Trauer nach der Massenpanik. Hunderte Menschen nahmen Abschied von den zahlreichen Todesopfern.
Trauer nach der Massenpanik. Hunderte Menschen nahmen Abschied von den zahlreichen Todesopfern. © Ahn Young-Joon/AP/dpa

"Das ist wirklich schrecklich", sagte Präsident Yoon in einer Rede an die Bürger am Sonntag. Solch eine Tragödie im Zentrum von Seoul hätte niemals passieren dürfen. Als Präsident, der für das Leben und die Sicherheit der Bürger verantwortlich sei, fühle er tiefe Trauer. Yoon, der auch den Unglücksort besuchte, erklärte laut Yonhap später den betroffenen Stadtteil zur speziellen Katastrophenzone. Dadurch soll unter anderem den Hinterbliebenen der Opfer und den Verletzten schneller Hilfe zugutekommen.

Anteilnahme auch aus Deutschland

Der deutsche Bundespräsident Frank-Walter Steinmeier kondolierte Yoon. "Mit tiefer Bestürzung und Fassungslosigkeit habe ich von dem verheerenden Unglück in Itaewon erfahren, bei dem so viele Menschen ihr Leben verloren haben", schrieb Steinmeier. Deutschland sei der Republik Korea eng verbunden und stehe "in dieser dunklen Stunde" an deren Seite.

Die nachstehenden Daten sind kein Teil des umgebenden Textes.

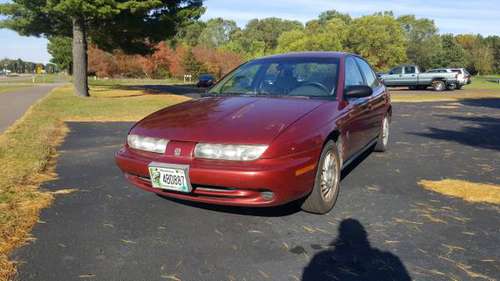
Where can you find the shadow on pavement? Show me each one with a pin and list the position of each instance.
(176, 89)
(279, 211)
(352, 258)
(483, 132)
(486, 102)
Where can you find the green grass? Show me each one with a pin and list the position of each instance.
(482, 83)
(4, 88)
(117, 82)
(28, 152)
(34, 79)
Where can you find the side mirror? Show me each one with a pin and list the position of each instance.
(357, 92)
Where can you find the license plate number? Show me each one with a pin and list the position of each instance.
(170, 177)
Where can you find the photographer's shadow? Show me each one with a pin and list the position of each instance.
(353, 259)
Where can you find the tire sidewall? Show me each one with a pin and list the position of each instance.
(327, 205)
(438, 82)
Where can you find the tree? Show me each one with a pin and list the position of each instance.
(126, 24)
(452, 54)
(333, 14)
(317, 36)
(424, 44)
(190, 33)
(479, 54)
(494, 43)
(217, 32)
(192, 65)
(61, 50)
(268, 31)
(378, 38)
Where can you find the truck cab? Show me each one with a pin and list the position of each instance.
(411, 76)
(401, 76)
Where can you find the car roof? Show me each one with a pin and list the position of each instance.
(308, 55)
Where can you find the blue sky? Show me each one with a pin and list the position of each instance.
(451, 16)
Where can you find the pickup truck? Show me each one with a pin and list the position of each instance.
(410, 76)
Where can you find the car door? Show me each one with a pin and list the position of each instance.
(409, 76)
(376, 102)
(358, 125)
(393, 78)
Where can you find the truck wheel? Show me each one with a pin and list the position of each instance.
(383, 136)
(438, 85)
(327, 183)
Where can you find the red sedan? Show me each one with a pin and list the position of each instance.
(274, 130)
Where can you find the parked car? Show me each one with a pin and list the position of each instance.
(205, 80)
(275, 130)
(463, 77)
(410, 76)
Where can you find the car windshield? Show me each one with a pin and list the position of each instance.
(308, 77)
(206, 76)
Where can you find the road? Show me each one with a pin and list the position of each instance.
(14, 104)
(384, 226)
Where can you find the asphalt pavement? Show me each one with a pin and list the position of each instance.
(14, 104)
(384, 226)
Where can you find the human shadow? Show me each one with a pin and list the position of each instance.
(352, 258)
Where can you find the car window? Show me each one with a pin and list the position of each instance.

Auch Bundeskanzler Olaf Scholz und EU-Ratschef Charles Michel äußerten ihr Mitgefühl - ebenso US-Präsident Joe Biden. Der chinesische Präsident Xi Jinping sagte, im Namen der Regierung und des chinesischen Volkes wolle er den Opfern sein tiefes Beileid aussprechen. Der Unfall habe auch mehrere Todesopfer unter chinesischen Bürgern gefordert. Südkoreanischen Angaben zufolge kamen mindestens vier Chinesen ums Leben.

Papst Franziskus sagte am Sonntag vor Pilgern auf dem Petersplatz in Rom: "Lasst uns zum wiederauferstandenen Herrn für diejenigen, besonders jungen Menschen, beten, die in der vergangenen Nacht in Seoul wegen des tragischen und plötzlichen Menschengedränges gestorben sind." Der britsche Prinz William schrieb auf Twitter, er und seine Frau Kate würden ihre "Liebe und Gebete zu den Eltern, Familien und geliebten Menschen senden", die in Seoul ihr Leben auf tragische Weise verloren hätten. (dpa)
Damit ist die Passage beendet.